Monday, 3 August 2009

Milton

Knowledge is a major theme in paradise lost.

Milton despised the monarchy. Milton defender of the puritan cause. Puritanism as a religious movement is not well served by looking at it through the modern sense of the word "puritanical". The puritans were iconoclasts.

Freedom of the will and conscience is a recurring preoccupation of Milton's. He believed in religious liberty for every one it seems except for Catholics. His anti monarchical views also share his views about liberty. He does not think the monarchy is important.

Milton uses extended similes and mirrors Homer in this way.

Milton's Satan mirrors Odysseus in its craftiness. At the same time he is Odysseus' opposite because unlike Odysseus he will never return home - and despite moments of pining he doesn't not desire to (home being heaven.)

Satan is like Achilles in his rage, his pride, his sense of injustice and of being wronged. Like Achilles Satan is proud and has a desire for revenge. Just as Achilles wants to make the women and children of Troy weep over the deaths of their loved ones, Satan wants to make heaven weep over the fall of mankind.

Satan is like Anaeus from Virgil's Aneid just as Aneus founded a new Troy from the remnants of the fallen Troy so does Satan forge hell in the fallen from Heaven.

Satan uses cunning in disguising himself as the form of a serpent and entering Eden in bringing about Eve's and Adam's downfall. Just as Achilles listens to the men of Troy to find out how to infiltrate Troy so does Satan listen to Eve to find out how to infiltrate her conscience.

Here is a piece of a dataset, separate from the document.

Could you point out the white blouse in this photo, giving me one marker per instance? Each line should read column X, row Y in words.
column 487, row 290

Milton is purifying the epic and in doing so is setting himself above the great epic poets of antiquity. He shows that the pagan gods from the classical epics are in fact fallen angels.

The basic plot of Paradise lost is: Man's fall through consumption of the fruit which comes after Satan's fall after the angels fall in heaven after a great battle.

The poem describes as well the way in which human kind will be saved and suggests some of the reasons why man, and not the fallen angels, will be given a second chance. Milton argues and describes the sexual intercourse Adam and Eve enjoyed befall the fall. Concupiscence is the first vice that Adam and Eve fall into.

Adam's quest for knowledge raises some concerns in Raphael the angel. Raphael is worried where this pursuit of knowledge is going to lead Adam (a psychological explanation that Milton offers and represents as the fall). Eve's curiosity and pride are factors in the fall. Eve lacks prudence and coupled with her curiosity this is what the serpent appeals to.

Satan is aware it seems of a plan that God has to create creatures in his image.

The Odyssey and the Iliad and Paradise Lost all begin by evoking the muse. The heavenly muse is evoked as distinct from one of the nine muses from antiquity. He is evoking the spirit of creation. The upright heart and pure and in doing so he contrasts himself with the pagan poets.

Why has Satan fallen? He wanted to equal the most high. As God is perfect goodness he is going to become perfect hate. He will never change his will his will is fixed. There is a great dynamic interaction between fate and human freedom.

Milton represents Satan as both having a fixed will, as he is condemned to eternal flames, but he also chooses to be there.

Satan calls God a tyrant. He is saying "I could know bow and soothe for grace but that would be worse than the suffering I am feeling now".